Musings of an Aspiring Polymath: Evolutionary Algorithms

Sunday, May 17, 2009

Secret Research Project 4: N Queens Problem with GA

Over the last couple of days I had an idea and nothing to do, so I implemented a genetic algorithm search for the N Queens problem. The N Queens problem is a toy problem in chess, where you are given N queens and a N x N chessboard, and where you are supposed to place the queens such that they do not attack each other.

The idea behind the GA search is simple; each individual in the population represents one configuration of the board. Better solutions can breed, thus (hopefully) conserving better positions. The details of the GA I used are as in the standard literature, employing uniform crossover and mutation with no elitism. The fitness function employed is the number of non-mutually-attacking queen pairs.

I tested the performance of the GA search algorithm on the N queen problem for N=4,6,8,10,12. Each problem was run 20 times, resulting in the following results:

N	4	6	8	10	12
Average Generations	2.0	184.5	195.4	838.0	396.2
Median Generations	1	19	38.5	320.5	295.5
Average* Generations	1.6	95.2	75.2	521.9	349.4
Solution Density	128	11664	1.8E6	1.4E7	6.3E8
Efficiency	0.82	1.22	24.3	264	17968

*Average after discarding the 2 highest and lowest extremes.
Solution Density is the number of board configurations divided by number of distinct solutions; hence representing the number of random searches before a solution is found.
Efficiency is the solution density divided by average number of GA searches.

The results of the GA search are not too bad, though I was expecting better performance. However, the scaling seems a bit haphazard; I am unable to explain why N = 12 runs better than N = 10. Another point which is unreflected in this report is that for N = 15 and beyond, this GA search will require considerable time to run. More improvements are necessary.

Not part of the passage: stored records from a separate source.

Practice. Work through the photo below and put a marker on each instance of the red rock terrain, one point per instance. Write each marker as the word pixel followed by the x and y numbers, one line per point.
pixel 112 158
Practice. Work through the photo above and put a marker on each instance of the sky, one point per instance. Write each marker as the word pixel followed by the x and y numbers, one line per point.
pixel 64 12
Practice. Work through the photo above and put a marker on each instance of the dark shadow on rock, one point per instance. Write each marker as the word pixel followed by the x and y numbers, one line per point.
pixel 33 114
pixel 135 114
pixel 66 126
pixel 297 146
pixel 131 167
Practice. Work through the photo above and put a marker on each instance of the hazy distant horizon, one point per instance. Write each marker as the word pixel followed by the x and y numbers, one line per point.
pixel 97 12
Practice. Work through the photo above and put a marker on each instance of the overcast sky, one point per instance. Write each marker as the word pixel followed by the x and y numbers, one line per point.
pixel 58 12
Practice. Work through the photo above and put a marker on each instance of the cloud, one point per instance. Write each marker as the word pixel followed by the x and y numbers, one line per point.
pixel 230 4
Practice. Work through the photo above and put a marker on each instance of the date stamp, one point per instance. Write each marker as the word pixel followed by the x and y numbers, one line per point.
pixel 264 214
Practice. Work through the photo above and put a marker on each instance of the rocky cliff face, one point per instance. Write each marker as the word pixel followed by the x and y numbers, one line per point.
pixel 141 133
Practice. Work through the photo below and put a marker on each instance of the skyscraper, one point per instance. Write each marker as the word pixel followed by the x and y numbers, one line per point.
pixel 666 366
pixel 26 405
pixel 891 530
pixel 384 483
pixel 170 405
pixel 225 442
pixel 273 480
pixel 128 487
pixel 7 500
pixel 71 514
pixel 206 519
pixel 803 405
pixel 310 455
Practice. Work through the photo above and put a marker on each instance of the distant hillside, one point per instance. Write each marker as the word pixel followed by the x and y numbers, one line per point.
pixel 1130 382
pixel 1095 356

Lastly, here are some of the solutions found by the GA search. A solution each for the N = 8 and N = 12 cases are shown.

N = 8 Solution

N = 12 Solution

Sunday, November 30, 2008

Secret Reseach Project 3: Authorship Attributor

During the term, I developed a program that was able to attribute a document to its correct author. In other words, given a sample document, the trained program would be able to indicate who wrote it.

The theoretical basis for the authorship attributor is that different authors have different active vocabularies and different word preferences. Hence, this difference can be exploited to differentiate between writings of different authors, as long as enough of their prior work is known.

The program employed genetic algorithms to evolve simple rule-based classifier systems. The final performance on the test set, the Federalist Papers, was generally good, although slightly inferior to existing methods.

P	L	M	C	Average % Correctly Classified	Average No. of Active Rules
100	25	100	5	91.67	4
50	25	100	5	78.33	5
100	10	100	5	88.33	2
100	25	10	5	73.33	11.2
100	25	100	25	83.33	4.6
100	25	10	25	78.33	7.6

Table: Performance of Classifiers for Given GA Parameters

The key weakness of my proposed approach is that is too simple, employing only a voting framework of rules. Furthermore, the individual rules consider only the relative frequencies of pairs of word, which is an approach that is not generalizable. In other words, while the existing approach may be useful for a pairwise classifier, it is likely to be useless for developing a universal attributor capable of differentiating between any number of candidate authors.

Still, in terms of potential, I believe that this particular research project has more potential for improvement than my previous research projects. In particular, the rule combining system can be improved from the voting framework currently used. Furthermore, the rules used can be made more general versions with little modification. Additional criteria could also be included.

I hope to revisit this problem at a later point in time.